Eran las 17.05 del jueves 10 de junio de 1926. Los acompañantes, apiñados entre el pequeño cuarto y la sala adjunta, eran entre otros el doctor Alfons Trías, uno de los tres habitantes del Parque Güell junto a Eusebio Güell y el propio Gaudí, y los arquitectos Lluís Bonet Garí, Josep Francesc Ráfols Fontanals, Isidre Puig Boada, Pelayo Martínez Paricio, Ángel Truno, César Martinell Brunet, Bonaventura Conill y Domènech Sugranyes. Gaudí había expirado rodeado por los que verdaderamente eran sus amigos. Una vez comunicado su fallecimiento a las autoridades varios mecanismos se pusieron en marcha alrededor de sus restos.

Joan Matamala recibió de la Junta de la Sagrada Familia el encargo de obtener la mascarilla mortuoria. El escultor era un hombre entero de 29 años, había crecido junto a Antonio Gaudí y su dura agonía le estaba produciendo una amarga sensación de la que debía sobreponerse. A la vez que el médico redactaba el certificado de defunción, el hermano Ríu vistió el cuerpo del fallecido con el negro hábito de la Virgen de los Dolores y le colocó entre las manos dos rosarios, uno de ellos el que había rezado toda su vida. Mientras, el pequeño grupo de arquitectos reseñado anteriormente se repartió las diferentes tareas para ayudar en el molde. Unos extendieron un lienzo blanco envolviendo la parte superior de la mortaja para que no se ensuciase, otros alumbraban con lámparas.

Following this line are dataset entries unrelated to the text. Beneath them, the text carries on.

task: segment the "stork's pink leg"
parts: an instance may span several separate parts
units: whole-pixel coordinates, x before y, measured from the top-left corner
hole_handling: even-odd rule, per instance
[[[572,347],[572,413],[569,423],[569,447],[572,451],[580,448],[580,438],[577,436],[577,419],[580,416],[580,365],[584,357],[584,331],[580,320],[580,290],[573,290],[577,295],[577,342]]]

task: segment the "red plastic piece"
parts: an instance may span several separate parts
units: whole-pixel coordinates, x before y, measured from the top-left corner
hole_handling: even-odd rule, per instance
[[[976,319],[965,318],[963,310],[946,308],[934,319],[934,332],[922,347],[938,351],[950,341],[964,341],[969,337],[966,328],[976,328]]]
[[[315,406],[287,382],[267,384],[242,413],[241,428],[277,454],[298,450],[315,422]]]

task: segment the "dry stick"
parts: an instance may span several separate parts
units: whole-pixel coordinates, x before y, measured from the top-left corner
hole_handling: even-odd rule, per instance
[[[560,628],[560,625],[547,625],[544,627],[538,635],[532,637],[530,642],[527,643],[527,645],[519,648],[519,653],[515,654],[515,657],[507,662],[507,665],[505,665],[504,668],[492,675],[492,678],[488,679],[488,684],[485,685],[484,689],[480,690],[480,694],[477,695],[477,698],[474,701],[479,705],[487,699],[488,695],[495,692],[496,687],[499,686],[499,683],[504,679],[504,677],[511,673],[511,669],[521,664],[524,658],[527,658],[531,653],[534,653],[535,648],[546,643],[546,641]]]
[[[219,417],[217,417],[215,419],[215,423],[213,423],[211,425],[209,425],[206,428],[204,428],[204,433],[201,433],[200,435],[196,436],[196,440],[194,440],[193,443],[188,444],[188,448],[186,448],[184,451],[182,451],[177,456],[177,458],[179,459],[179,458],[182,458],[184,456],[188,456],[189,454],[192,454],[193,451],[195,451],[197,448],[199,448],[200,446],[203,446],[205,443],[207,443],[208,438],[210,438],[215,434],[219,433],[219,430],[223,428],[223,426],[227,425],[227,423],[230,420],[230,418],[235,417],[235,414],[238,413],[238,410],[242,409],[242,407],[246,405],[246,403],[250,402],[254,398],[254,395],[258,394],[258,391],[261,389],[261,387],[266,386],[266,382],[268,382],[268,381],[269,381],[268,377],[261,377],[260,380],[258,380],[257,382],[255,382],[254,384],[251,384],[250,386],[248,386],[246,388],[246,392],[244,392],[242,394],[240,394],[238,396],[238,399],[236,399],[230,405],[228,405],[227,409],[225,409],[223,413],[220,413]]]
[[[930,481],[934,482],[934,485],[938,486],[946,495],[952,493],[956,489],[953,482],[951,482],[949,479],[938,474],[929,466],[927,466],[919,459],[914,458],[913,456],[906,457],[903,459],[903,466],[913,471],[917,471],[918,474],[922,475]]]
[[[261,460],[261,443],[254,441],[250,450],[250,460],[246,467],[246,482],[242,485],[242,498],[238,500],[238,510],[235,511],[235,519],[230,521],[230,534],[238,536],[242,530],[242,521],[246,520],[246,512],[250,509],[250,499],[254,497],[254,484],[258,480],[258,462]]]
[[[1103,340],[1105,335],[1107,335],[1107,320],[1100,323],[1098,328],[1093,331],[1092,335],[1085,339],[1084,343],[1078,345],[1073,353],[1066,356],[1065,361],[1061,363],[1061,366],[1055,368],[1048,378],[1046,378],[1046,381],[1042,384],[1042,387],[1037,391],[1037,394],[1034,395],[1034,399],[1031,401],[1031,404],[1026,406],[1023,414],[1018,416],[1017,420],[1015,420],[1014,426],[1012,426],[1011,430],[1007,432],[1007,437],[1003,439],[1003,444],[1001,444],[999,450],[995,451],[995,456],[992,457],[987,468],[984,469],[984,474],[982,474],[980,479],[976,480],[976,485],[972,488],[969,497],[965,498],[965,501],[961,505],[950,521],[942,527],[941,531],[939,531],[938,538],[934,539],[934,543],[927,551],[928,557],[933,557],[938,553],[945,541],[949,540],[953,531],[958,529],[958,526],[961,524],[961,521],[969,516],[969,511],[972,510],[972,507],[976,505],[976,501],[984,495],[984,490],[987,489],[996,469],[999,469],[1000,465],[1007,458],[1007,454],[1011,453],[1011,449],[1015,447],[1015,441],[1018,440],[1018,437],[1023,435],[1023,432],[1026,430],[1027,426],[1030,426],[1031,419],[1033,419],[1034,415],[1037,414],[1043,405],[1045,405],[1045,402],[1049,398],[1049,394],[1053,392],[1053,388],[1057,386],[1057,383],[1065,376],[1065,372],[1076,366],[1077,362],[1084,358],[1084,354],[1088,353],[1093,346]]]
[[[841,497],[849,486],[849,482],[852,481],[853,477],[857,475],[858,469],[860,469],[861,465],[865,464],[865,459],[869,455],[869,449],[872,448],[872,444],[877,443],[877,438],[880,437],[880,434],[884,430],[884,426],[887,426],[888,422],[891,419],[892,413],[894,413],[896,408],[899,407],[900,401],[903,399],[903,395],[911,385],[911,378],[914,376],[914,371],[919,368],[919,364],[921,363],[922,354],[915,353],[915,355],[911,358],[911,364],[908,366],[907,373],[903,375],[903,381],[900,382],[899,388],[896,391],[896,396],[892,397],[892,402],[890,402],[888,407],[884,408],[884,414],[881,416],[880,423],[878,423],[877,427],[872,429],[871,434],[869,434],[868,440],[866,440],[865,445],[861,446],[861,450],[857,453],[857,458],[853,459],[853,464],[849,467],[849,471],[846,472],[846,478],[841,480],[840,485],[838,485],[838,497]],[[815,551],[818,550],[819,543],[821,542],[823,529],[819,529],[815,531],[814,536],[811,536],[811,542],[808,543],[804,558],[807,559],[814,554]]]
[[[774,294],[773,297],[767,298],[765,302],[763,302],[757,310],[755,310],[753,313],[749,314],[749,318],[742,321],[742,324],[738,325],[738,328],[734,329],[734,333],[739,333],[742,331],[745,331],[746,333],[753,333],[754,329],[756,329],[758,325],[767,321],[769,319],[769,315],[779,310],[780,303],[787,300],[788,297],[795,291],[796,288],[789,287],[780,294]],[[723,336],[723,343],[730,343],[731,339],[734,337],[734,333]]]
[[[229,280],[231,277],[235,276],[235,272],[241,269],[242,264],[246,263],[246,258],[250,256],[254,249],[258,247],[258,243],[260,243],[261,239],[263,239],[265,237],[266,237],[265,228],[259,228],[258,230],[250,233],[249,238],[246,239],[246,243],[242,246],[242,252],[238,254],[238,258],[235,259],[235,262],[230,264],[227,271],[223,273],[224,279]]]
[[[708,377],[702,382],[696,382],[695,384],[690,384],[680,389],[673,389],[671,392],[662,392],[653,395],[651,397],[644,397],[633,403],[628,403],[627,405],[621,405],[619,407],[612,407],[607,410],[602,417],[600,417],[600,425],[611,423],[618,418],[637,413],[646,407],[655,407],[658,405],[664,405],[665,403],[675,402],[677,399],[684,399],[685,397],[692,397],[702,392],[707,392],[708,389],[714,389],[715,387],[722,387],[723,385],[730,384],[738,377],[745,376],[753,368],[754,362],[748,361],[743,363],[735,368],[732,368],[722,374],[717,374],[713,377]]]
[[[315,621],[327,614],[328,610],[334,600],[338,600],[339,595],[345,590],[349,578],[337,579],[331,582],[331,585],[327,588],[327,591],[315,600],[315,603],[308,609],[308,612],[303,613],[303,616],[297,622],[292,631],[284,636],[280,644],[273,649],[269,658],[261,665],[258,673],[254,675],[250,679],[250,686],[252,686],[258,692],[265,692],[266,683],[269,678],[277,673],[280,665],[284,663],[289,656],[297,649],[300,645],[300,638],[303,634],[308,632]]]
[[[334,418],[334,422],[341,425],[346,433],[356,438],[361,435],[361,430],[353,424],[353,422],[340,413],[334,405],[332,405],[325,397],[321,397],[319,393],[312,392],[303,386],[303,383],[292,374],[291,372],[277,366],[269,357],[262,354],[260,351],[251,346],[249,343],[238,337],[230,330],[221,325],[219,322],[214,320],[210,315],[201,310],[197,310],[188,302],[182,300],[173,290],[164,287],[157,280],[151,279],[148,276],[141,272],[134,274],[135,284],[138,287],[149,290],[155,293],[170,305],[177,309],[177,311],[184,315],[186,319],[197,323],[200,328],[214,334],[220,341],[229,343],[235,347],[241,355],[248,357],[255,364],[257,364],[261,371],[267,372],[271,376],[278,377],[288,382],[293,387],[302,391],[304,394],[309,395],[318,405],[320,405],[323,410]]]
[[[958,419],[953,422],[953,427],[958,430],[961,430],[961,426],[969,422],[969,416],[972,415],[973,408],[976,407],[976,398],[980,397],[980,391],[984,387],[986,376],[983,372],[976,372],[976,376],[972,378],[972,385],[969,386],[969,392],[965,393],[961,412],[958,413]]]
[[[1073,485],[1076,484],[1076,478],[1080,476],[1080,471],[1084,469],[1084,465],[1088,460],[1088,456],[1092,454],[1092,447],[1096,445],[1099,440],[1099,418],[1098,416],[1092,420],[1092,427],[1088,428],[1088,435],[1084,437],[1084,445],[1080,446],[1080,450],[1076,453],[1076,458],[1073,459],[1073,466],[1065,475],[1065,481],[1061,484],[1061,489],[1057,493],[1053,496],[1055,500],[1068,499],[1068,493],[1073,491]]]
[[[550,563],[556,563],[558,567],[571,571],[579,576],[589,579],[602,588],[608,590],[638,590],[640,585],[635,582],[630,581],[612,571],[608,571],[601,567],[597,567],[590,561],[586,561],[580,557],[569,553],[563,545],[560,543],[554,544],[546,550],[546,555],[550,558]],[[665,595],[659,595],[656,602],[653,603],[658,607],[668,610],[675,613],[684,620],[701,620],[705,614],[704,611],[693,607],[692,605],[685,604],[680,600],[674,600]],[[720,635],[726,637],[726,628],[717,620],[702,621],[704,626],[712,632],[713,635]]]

Gaudí era un devoto de La Virgen de los Dolores, nombre que también recibía la sala de Santo Tomás donde había sido llevado en principio tras el accidente.

César Martinell sostenía una taza con la solución oleosa con que Matamala pintaba la cabeza de Gaudí para que no se adhiriese el yeso. La orden era obtener simplemente la mascarilla, pero el escultor, una vez colocado un soporte en la espalda del difunto para que no se le doblara el cuello, debió pensar que tenía ante sí la oportunidad única de lograr un busto perfecto y prolongó el vaciado a toda la cabeza, en dos medios moldes de los lados derecho e izquierdo. Martinell sujetaba los hombros de Gaudí cuando Joan Matamala procedía a desmoldar la parte izquierda del rostro. Al efectuar la acción, el párpado izquierdo de Gaudí quedó enganchado a una pella de yeso de la máscara, se levantó y dejó al descubierto la pupila azul del maestro, como si desde otra dimensión quisiera enviar a sus ayudantes aquel último guiño cómplice. La obtención del moldeado duró hasta la una de la madrugada del viernes II, festividad de San Bernabé, la primera onomástica del único campanario que Gaudí vio terminado.